Lackey allowed four hits in 6 2-3 innings, striking out eight without a walk in a game that was delayed 17 minutes in the second inning because lights on the stadium towers went out.
It was the second 1-0 game in this matchup between the highest-scoring teams in the majors. That's been the theme throughout these playoffs, which have included four 1-0 scores and seven shutouts in the first 26 games.
After rallying from a five-run deficit to even the series in Game 2, Boston came away with a win in Detroit against one of the game's best pitchers. The Tigers had a chance for their own comeback in the eighth when Austin Jackson drew a one-out walk and Torii Hunter followed with a single.
But Cabrera, who failed to reach base for the first time in 32 postseason games for the Tigers, never looked comfortable against Junichi Tazawa, swinging and missing at the first two offerings and eventually chasing an outside pitch for strike three.
Fielder was even more overmatched against Koji Uehara, striking out on three pitches.
Uehara also pitched the ninth for a save, ensuring that Lackey's fine performance wouldn't go to waste.
Lackey pitched poorly his first two seasons in Boston after signing an $82.5 million, five-year contract in December 2009. Then he missed all of 2012 following elbow ligament-replacement surgery.

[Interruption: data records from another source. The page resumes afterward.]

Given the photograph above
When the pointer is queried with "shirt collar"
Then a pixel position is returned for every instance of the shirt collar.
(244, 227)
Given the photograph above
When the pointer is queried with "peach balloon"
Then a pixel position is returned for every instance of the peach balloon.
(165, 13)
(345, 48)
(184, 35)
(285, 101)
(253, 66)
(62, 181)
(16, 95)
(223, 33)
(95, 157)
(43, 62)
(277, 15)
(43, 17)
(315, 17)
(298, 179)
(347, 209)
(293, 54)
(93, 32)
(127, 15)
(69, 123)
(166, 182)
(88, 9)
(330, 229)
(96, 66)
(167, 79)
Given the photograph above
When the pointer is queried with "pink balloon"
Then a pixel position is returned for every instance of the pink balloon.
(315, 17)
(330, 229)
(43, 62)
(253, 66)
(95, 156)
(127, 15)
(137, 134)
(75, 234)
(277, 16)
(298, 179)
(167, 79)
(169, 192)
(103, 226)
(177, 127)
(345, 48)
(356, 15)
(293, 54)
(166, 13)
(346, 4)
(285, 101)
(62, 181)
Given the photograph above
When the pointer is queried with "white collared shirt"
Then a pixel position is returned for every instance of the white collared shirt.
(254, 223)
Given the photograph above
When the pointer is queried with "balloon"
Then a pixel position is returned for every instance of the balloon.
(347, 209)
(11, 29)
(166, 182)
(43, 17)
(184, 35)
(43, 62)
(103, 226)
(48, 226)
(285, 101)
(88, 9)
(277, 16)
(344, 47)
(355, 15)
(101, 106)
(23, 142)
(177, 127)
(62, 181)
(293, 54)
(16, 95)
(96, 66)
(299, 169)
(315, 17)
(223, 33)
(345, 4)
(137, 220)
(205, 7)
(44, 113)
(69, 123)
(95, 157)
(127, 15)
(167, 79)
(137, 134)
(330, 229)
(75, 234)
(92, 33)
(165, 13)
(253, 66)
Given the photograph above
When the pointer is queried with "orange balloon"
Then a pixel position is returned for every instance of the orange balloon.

He's been better this season, and he kept the Tigers off balance Tuesday by effectively changing speeds.
Napoli's first at-bat in the majors was against Verlander on May 4, 2006, at Detroit's Comerica Park. He homered then, too.
This hit was far more important. In the last two games, the Tigers have started Verlander and 21-game winner Max Scherzer — and the Red Sox won both.